Brian: Well, it’s what’s involved in that service that makes me very capable of solving a number of those issues, or at least brings me to the right point.
Randy: Pick two ... answer one question and actually answer it.
Brian: Certainly. The Department of Veterans Affairs and what’s going on with rules of engagement on the battlefield. How about those two? I have a very unique philosophy.
Randy: Tell me how a senior in this district on Food Stamps ...
Brian: What’s wrong? I didn’t pick the one you wanted?
Randy: How did rules of engagement on the battlefield ...
Brian: I didn’t mean to not pick the two ...
Randy: No, that wasn’t one of my questions ... What question did I ask you that you need to answer with rules of engagement? Nobody questions your intelligence on military issues, OK, so what ...
Brian: You asked me to point to two that my military service ...
Randy: What question did I ask you that requires response of rules of engagement?
Brian: You asked me to pick two things ...
Randy: OK, what? What? What question requires that response?
Brian: VA, you didn’t hear me say VA ... do you want to give me a chance or are you just happy with hearing me say VA?
Randy: How is what I said about veterans and job opportunities ... have to do with rules of engagement?
Brian: OK, so I’ll give you it, I don’t want Randy to get ... he’s very thin-skinned, I don’t want to get him upset.
Randy: No, OK, here is what we need ... Governor Christie here right now to say 'there he goes again' ... that’s what we need.
Brian: He’s very thin-skinned ...
Randy: I’m not thin-skinned.
Talking to me Wednesday, reflecting on the editorial board meeting in Stuart, Mast characterized the experience as bizarre and sad.

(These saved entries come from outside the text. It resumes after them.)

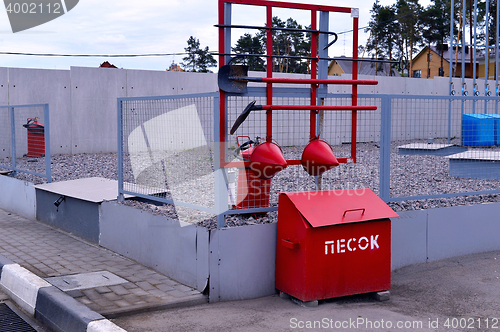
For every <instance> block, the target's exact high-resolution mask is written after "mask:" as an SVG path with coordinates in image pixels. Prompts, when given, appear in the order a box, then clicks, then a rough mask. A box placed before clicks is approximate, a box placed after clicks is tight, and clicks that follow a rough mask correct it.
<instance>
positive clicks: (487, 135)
mask: <svg viewBox="0 0 500 332" xmlns="http://www.w3.org/2000/svg"><path fill="white" fill-rule="evenodd" d="M496 121H497V120H496V119H495V118H493V117H491V116H490V115H487V114H462V145H465V146H490V145H495V122H496Z"/></svg>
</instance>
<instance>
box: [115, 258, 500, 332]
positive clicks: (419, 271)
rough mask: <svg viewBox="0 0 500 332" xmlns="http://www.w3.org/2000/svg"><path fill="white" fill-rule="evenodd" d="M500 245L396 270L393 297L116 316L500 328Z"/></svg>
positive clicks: (201, 320)
mask: <svg viewBox="0 0 500 332" xmlns="http://www.w3.org/2000/svg"><path fill="white" fill-rule="evenodd" d="M499 277H500V252H498V251H496V252H489V253H482V254H474V255H467V256H462V257H456V258H451V259H446V260H442V261H437V262H432V263H426V264H420V265H414V266H409V267H405V268H401V269H398V270H396V271H394V272H393V273H392V289H391V298H390V300H389V301H385V302H378V301H376V300H375V299H373V298H372V297H371V296H369V295H358V296H350V297H345V298H340V299H333V300H328V301H322V302H320V304H319V306H317V307H313V308H306V307H302V306H300V305H298V304H296V303H294V302H292V301H291V300H284V299H281V298H280V297H279V296H269V297H263V298H258V299H253V300H245V301H233V302H221V303H212V304H206V305H200V306H195V307H189V308H179V309H171V310H165V311H158V312H150V313H143V314H138V315H134V316H129V317H123V318H118V319H113V322H114V323H115V324H117V325H118V326H120V327H122V328H124V329H126V330H127V331H129V332H134V331H137V332H139V331H140V332H147V331H155V332H156V331H190V332H192V331H238V332H239V331H241V332H243V331H252V332H254V331H328V330H330V331H402V330H408V331H500V279H499Z"/></svg>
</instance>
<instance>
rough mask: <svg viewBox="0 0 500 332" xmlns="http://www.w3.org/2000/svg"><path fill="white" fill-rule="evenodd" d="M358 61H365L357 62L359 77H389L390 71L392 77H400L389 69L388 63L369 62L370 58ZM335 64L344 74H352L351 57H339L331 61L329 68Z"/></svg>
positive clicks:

"I found it pretty disgusting that people want to be thanked for their tax dollars going to veterans who need services, or that I'm not man enough to stand up to the problems the nation is having at home and abroad. I would dare (Perkins) to tell Gold Star families that veterans are incapable of serving in elected office."

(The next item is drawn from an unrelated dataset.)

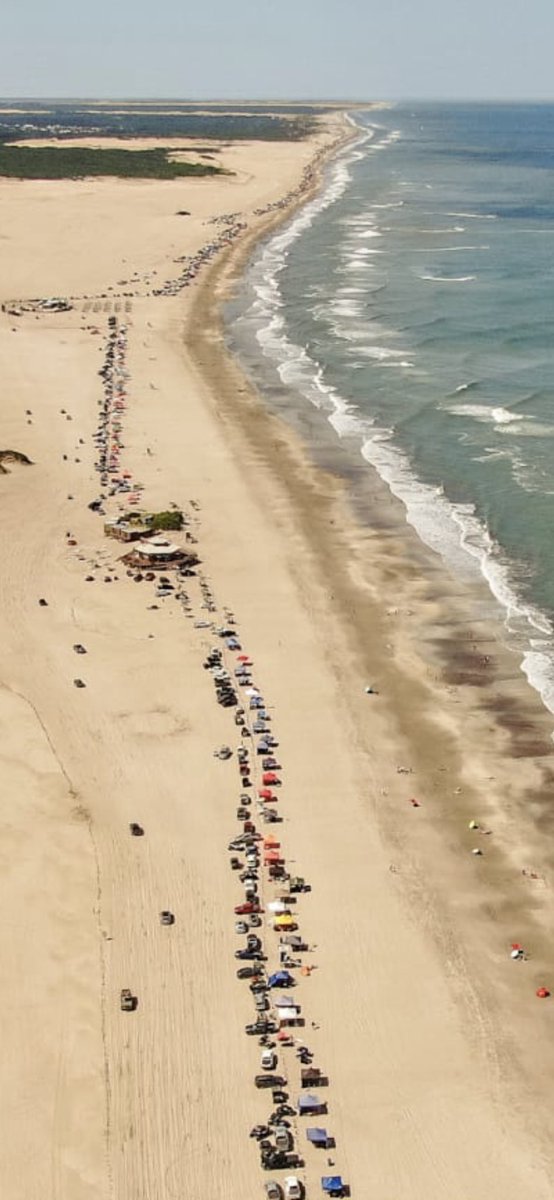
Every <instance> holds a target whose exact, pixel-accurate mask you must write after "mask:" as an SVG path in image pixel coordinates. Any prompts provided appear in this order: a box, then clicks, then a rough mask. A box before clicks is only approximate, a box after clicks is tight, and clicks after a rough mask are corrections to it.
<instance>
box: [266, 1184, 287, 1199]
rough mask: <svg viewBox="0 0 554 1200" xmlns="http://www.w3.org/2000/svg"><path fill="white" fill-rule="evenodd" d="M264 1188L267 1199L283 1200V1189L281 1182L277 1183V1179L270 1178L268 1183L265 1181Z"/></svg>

Mast said, "Essentially, he tried to paint me as an extremist. But I can tell you, I learned from the military how to work with people from every background. I can do that. I can understand and listen. If that can't transcend the divide in Washington, I don't know what can."
Chris Pack, spokesman for the National Republican Congressional Committee, kept his reaction short and definitive. “Randy Perkins is unfit to represent the people of Florida’s 18th District in the House of Representatives,” he said.
The posturing, the arrogance, the ramped-up volume ... voters can get a pretty good snapshot of CD 18 candidate Perkins right here.